In a preferred embodiment, the nonionic surfactant is contained in the pharmaceutical dosage form in an amount of 180±175 mg, 180±160 mg, 180±150 mg, 180±140 mg, 180±130 mg, 180±120 mg, 180±110 mg, 180±100 mg, 180±90 mg, 180±80 mg, 180±70 mg, 180±60 mg, 180±50 mg, 180±40 mg, 180±30 mg, 180±20 mg, or 180±10 mg. In another preferred embodiment, the nonionic surfactant is contained in the pharmaceutical dosage form in an amount of 200±190 mg, 200±180 mg, 200±170 mg, 200±160 mg, 200±150 mg, 200±140 mg, 200±130 mg, 200±120 mg, 200±110 mg, 200±100 mg, 200±90 mg, 200±80 mg, 200±70 mg, 200±60 mg, 200±50 mg, 200±40 mg, 200±30 mg, 200±20 mg, or 200±10 mg. In still another preferred embodiment, the nonionic surfactant is contained in the pharmaceutical dosage form in an amount of 220±210 mg, 220±200 mg, 220±180 mg, 220±160 mg, 220±150 mg, 220±140 mg, 220±130 mg, 220±120 mg, 220±110 mg, 220±100 mg, 220±90 mg, 220±80 mg, 220±70 mg, 220±60 mg, 220±50 mg, 220±40 mg, 220±30 mg, 220±20 mg, or 220±10 mg. In yet another preferred embodiment, the nonionic surfactant is contained in the pharmaceutical dosage form in an amount of 240±210 mg, 240±200 mg, 240±180 mg, 240±160 mg, 240±150 mg, 240±140 mg, 240±130 mg, 240±120 mg, 240±110 mg, 240±100 mg, 240±90 mg, 240±80 mg, 240±70 mg, 240±60 mg, 240±50 mg, 240±40 mg, 240±30 mg, 240±20 mg, or 240±10 mg.

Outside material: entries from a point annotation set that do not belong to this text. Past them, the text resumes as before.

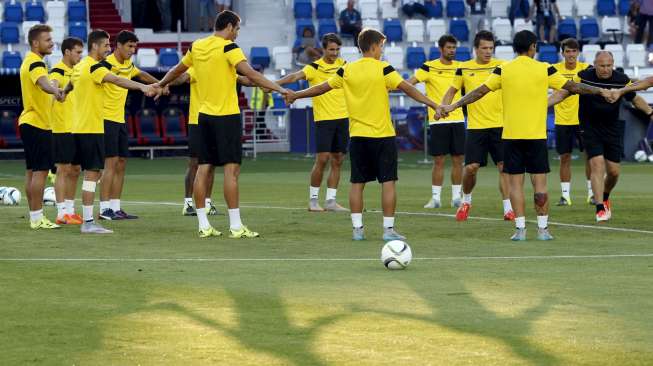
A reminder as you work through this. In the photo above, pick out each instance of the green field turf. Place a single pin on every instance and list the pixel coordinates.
(305, 294)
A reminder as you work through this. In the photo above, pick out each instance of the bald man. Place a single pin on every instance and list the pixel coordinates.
(602, 130)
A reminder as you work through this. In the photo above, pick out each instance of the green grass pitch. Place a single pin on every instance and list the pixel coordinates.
(305, 294)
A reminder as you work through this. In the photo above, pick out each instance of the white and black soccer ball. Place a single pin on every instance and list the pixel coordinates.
(640, 156)
(396, 254)
(11, 196)
(49, 197)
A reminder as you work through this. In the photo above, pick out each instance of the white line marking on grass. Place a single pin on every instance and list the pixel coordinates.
(526, 257)
(580, 226)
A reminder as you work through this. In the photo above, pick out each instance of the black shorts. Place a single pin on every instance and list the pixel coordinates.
(63, 148)
(116, 139)
(447, 138)
(565, 138)
(373, 159)
(604, 140)
(220, 140)
(525, 156)
(38, 147)
(480, 142)
(89, 150)
(332, 135)
(193, 140)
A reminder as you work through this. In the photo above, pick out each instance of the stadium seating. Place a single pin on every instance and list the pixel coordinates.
(260, 56)
(392, 29)
(415, 57)
(76, 11)
(326, 26)
(324, 9)
(168, 57)
(173, 127)
(9, 33)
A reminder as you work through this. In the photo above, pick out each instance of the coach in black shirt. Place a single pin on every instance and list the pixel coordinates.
(602, 130)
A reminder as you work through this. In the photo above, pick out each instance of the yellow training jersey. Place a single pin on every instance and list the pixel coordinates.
(566, 112)
(36, 102)
(438, 78)
(62, 113)
(115, 96)
(365, 83)
(214, 59)
(331, 105)
(525, 83)
(194, 104)
(88, 95)
(487, 112)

Preferably, the relative weight ratio of the pharmacologically active compound and the nonionic surfactant is within the range of from 20:1 to 1:20, more preferably 15:1 to 1:15, still more preferably 10:1 to 1:10, yet more preferably 5:1 to 1:10, even more preferably 2:1 to 1:5, most preferably 1:1 to 1:4, and in particular 1:1.5 to 1:3.
In a preferred embodiment, the relative weight ratio of the pharmacologically active compound and the nonionic surfactant is at most 6.5:1, more preferably at most 5.0:1, still more preferably at most 4.0:1, yet more preferably at most 3.0:1, even more preferably at most 2.5:1, most preferably at most 2.0:1, and in particular at most 1.5:1. In a particularly preferred embodiment, the relative weight ratio of the pharmacologically active compound and the nonionic surfactant is at most 1.4:1, more preferably at most 1.3:1, still more preferably at most 1.2:1, yet more preferably at most 1.1:1, even more preferably at most 1.0:1, most preferably at most 0.9:1, and in particular at most 0.8:1.
Preferably, the relative weight ratio of the anionic polymer and the nonionic surfactant is within the range of from 20:1 to 1:20, more preferably 15:1 to 1:15, still more preferably 10:1 to 1:10, yet more preferably 5:1 to 1:5, even more preferably 5:1 to 1:3, most preferably 3:1 to 1:2, and in particular 2:1 to 1:2.
In a preferred embodiment, the nonionic surfactant is homogeneously distributed in the pharmaceutical dosage form according to the invention.
Preferably, the pharmacologically active compound, the anionic polymer and the nonionic surfactant are homogeneously distributed over the pharmaceutical dosage form or, when the pharmaceutical dosage form comprises a film coating, over the coated core of the pharmaceutical dosage form.
In a particularly preferred embodiment, the pharmacologically active compound, the anionic polymer and the nonionic surfactant are intimately mixed with one another, so that the pharmaceutical dosage form does not contain any segments where either pharmacologically active compound is present in the absence of anionic polymer and/or the nonionic surfactant, or where anionic polymer is present in the absence of pharmacologically active compound and/or the surfactant.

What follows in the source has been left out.